Cyber Incident Victim: Toshiba Tec Corp

On May 13, 2021, DarkSide ransomware operators targeted Toshiba Tec Corporation, a Toshiba subsidiary specializing in barcode scanners, point-of-sale systems, printers, and electrical equipment. The attack primarily affected the company’s French subsidiary. Upon detecting the intrusion, Toshiba Tec immediately disconnected networks linking its operations in Japan, Europe, and other global subsidiaries to contain the infection and prevent lateral movement. The company activated recovery protocols and restored systems using backups while initiating an internal investigation to assess the breach’s scope. Third-party cybersecurity forensic experts were engaged to assist in analyzing the attack vector, data exposure, and operational impact. Toshiba Tec publicly stated only a "minimal amount of work data" was permanently lost due to the incident, though it acknowledged the possibility of external data leaks by the attackers.

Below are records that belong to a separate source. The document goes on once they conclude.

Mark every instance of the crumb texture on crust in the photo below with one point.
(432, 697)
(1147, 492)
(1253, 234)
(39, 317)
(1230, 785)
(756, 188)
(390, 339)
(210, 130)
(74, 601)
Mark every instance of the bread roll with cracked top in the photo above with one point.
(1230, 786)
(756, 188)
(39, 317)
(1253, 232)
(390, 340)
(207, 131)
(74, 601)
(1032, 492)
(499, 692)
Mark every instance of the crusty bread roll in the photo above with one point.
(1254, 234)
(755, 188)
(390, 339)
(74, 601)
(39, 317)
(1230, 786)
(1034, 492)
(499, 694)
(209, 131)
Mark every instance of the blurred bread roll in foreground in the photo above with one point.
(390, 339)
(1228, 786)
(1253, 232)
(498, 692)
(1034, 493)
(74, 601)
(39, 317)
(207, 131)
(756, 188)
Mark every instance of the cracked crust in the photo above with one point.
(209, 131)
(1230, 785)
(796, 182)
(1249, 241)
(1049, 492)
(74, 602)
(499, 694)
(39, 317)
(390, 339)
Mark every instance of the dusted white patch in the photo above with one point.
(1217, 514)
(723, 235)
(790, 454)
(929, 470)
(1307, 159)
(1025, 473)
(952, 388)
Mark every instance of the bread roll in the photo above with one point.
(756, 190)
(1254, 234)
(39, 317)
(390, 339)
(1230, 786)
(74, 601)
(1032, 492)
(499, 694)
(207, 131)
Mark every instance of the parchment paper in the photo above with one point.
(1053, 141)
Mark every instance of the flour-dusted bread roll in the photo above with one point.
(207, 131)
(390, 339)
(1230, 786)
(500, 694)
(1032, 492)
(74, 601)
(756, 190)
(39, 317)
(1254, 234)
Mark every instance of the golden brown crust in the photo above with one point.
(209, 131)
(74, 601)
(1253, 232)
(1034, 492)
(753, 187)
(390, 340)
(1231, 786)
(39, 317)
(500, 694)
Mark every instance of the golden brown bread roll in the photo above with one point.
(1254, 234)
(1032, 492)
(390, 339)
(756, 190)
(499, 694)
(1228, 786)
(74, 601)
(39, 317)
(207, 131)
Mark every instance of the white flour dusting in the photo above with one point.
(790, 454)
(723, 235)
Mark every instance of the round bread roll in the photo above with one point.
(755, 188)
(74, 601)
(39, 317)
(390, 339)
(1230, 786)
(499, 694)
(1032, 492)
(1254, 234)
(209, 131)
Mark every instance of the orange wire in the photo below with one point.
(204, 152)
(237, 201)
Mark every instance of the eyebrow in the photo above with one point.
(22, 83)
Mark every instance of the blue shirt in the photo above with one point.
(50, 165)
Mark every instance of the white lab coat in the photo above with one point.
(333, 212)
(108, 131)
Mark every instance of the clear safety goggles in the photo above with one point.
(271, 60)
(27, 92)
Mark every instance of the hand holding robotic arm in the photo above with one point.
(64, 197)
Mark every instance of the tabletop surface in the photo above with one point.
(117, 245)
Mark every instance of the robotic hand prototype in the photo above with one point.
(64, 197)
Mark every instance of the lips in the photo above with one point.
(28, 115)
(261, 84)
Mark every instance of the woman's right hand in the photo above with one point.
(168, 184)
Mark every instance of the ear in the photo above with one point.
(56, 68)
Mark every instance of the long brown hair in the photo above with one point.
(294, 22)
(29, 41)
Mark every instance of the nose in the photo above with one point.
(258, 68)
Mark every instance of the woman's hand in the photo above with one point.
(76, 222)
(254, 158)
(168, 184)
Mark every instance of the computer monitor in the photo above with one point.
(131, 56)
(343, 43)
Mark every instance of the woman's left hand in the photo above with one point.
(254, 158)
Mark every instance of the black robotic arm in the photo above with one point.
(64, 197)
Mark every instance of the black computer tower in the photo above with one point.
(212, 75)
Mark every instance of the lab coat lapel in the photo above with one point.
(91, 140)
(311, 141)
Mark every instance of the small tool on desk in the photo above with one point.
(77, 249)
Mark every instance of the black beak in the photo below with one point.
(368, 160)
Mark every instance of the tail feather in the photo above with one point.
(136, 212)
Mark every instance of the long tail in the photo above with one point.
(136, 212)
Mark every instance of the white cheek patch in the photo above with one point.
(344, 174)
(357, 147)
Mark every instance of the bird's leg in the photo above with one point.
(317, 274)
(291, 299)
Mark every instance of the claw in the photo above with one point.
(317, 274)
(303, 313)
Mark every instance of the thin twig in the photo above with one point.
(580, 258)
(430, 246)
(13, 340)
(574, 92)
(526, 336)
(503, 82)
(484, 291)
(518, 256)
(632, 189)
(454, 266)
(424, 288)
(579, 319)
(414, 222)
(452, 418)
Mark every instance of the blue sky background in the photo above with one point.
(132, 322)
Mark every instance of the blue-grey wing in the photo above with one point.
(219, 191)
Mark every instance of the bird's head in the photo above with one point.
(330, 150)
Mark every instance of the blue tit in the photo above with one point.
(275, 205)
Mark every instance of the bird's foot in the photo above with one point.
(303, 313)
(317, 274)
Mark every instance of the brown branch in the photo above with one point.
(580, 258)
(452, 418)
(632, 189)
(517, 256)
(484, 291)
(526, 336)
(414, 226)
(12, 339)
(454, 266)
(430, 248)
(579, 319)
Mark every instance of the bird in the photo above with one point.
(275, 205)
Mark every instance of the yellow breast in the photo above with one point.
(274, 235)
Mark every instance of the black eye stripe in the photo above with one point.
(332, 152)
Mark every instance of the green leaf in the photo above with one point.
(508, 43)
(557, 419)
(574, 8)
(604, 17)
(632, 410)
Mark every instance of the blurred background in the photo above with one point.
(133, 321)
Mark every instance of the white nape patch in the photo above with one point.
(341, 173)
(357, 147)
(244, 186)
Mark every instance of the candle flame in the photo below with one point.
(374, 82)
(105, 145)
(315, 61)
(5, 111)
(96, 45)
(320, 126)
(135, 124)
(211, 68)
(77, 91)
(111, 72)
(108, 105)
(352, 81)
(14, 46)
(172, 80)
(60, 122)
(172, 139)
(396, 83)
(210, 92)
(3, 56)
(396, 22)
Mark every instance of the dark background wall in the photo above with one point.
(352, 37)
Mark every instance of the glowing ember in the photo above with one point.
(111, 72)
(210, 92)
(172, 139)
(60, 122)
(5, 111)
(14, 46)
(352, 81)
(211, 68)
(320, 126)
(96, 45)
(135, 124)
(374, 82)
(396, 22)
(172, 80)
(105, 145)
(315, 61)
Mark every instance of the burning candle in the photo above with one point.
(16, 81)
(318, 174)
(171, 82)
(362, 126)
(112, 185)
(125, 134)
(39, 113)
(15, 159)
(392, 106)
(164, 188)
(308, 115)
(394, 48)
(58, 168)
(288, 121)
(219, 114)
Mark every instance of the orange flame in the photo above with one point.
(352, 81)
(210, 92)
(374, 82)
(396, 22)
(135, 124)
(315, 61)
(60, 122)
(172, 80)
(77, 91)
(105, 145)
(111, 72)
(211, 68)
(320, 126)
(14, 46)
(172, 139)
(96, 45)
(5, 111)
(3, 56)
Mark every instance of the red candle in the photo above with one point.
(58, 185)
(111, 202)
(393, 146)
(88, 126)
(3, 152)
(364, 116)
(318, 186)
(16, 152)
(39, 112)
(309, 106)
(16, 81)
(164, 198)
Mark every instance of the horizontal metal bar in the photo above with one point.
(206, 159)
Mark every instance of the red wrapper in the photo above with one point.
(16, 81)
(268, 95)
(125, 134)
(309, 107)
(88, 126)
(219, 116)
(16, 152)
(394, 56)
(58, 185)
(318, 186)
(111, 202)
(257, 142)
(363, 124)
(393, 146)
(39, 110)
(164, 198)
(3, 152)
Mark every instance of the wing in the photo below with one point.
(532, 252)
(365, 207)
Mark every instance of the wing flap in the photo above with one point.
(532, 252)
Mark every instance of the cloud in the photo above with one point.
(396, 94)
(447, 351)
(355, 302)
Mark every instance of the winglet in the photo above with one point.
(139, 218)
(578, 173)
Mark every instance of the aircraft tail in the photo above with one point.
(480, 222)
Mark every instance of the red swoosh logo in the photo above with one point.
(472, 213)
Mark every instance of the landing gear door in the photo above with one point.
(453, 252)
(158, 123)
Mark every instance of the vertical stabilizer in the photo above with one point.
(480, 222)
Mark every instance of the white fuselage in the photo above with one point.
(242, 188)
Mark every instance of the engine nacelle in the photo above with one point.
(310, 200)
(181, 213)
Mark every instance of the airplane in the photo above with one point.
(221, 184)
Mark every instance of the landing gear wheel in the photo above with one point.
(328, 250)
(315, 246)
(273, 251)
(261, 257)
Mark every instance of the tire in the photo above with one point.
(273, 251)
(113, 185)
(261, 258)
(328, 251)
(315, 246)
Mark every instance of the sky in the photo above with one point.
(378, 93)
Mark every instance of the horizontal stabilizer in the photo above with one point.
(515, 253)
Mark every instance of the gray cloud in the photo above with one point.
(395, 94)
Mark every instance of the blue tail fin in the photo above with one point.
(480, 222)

DarkSide affiliates claimed responsibility for the attack, alleging theft of over 740GB of data, including passport scans, project documents, and corporate presentations. Evidence from a cached DarkSide leak post, accessed via Kela’s Darkbeast search engine, corroborated these claims, though Toshiba Tec did not confirm external dissemination of customer data. The incident occurred days after DarkSide’s high-profile attack on Colonial Pipeline, which disrupted U.S. fuel distribution and prompted FBI and CISA advisories on the group’s ransomware-as-a-service model. Toshiba Tec maintained operations during network isolation but faced potential reputational and legal risks from the exposure of sensitive employee and corporate documents. The company continued forensic analysis to determine data exfiltration timelines and whether critical infrastructure or customer systems were compromised.